= Ibn Hamušk =

12th-century Iberian warlord

Ibrahim b. Ahmed b. Moharech b. Hamusk (fl. 1144–1172), known as Hemochico in the Christian chronicles, referred to simply as Ibn Hamušk, (Note: Also hispanicised by Mariano Gaspar Remiro as Abenhamusco.) was a warlord in 12th-century Iberia. He was a close collaborator of his son-in-law Ibn Mardanīsh (the so-called 'Wolf King') in the latter's resistance efforts against the Almohads. He betrayed Ibn Mardanīsh later in his life, siding with the Almohads.

== Biography ==
He was of Muladi Aragonese or Christian background. In the context of the series of revolts against Almoravid rule in the Iberian Peninsula, Ibn Hamušk rose against the Almoravids in Hisn Saqubus (Socovos) in 1144, and took over Segura in 1147. Presented as ruler of Murcia, he and Ibn Mardanīsh (presented as ruler of Valencia) held talks with Alfonso VII in February 1149.

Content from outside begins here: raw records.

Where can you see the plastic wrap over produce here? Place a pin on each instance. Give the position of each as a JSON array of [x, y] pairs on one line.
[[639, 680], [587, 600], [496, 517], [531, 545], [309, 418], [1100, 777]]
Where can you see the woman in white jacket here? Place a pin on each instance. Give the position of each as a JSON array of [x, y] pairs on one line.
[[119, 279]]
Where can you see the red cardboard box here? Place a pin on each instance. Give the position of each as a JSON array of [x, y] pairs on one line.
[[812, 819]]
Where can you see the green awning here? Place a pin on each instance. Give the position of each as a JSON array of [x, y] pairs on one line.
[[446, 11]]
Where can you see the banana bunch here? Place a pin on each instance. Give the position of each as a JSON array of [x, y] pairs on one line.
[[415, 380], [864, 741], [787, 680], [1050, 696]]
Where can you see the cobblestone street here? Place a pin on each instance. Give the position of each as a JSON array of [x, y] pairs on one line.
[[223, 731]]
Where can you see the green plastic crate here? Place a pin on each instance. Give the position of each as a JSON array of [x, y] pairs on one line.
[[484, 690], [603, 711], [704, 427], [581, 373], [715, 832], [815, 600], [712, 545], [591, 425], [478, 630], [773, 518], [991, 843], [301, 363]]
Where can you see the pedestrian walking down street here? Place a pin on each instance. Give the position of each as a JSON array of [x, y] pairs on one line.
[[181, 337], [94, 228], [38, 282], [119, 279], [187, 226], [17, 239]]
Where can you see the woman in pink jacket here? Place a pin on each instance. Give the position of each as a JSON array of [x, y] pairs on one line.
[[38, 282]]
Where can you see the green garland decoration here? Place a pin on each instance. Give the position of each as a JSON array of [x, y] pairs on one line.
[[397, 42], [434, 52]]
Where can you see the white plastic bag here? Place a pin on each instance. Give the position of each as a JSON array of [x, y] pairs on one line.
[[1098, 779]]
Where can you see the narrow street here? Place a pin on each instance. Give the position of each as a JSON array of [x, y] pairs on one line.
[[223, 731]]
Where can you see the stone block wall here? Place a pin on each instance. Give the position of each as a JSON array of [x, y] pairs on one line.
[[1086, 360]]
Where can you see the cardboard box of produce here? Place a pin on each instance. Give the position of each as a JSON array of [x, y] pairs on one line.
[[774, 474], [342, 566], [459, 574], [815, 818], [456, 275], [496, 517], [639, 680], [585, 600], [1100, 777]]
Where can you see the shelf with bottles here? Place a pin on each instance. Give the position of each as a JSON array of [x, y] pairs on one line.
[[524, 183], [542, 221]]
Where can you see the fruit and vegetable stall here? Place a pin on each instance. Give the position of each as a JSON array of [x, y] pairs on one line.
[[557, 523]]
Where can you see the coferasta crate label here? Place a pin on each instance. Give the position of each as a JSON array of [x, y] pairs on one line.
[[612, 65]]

Alongside his son-in-law Ibn Mardanīsh, they created an anti-Almohad stronghold in Eastern al-Andalus. They left Murcia at the helm of an army largely consisting of Christian troops and took Jaén in 1159, hereby creating an independent state ruled by Ibn Hamušk centered in the city, which also spanned to other sizeable cities such as Úbeda and Baeza. Both Ibn Hamušk and Ibn Mardanīsh allied with Christians to attack Córdoba in 1158–1160, failing to conquer the city but ravaging the countryside. He took Écija and Carmona in 1160. He also unsuccessfully laid siege to Seville. He took Granada in 1162, with the inside help from local Jews who had been reportedly forced to convert to Islam. The city was lost thereafter as an Almohad support army led by Abu Yaqub Yusuf came from overseas and forced Ibn Hamušk and Ibn Mardanīsh to flee east.

He betrayed his son-in-law, perhaps influenced by the alleged mistreatment of his daughter by Ibn Mardanīsh (Ibn Mardanīsh's wife, who was repudiated), or because he may have taken offence by some words said by Ibn Mardanīsh after a defeat near Murcia. Whatever the case, he pledged allegiance to the Almohad caliph in 1169. The territories of the Sierra del Segura passed to Almohad control. He took part in a 1172 offensive at the service of the Almohads, taking away from Christians the places of Vilches and Alcaraz, which were handed to him.

According to Ibn Sa'īd's account, Ibn Hamušk displayed an extremely violent and bloodthirsty behaviour.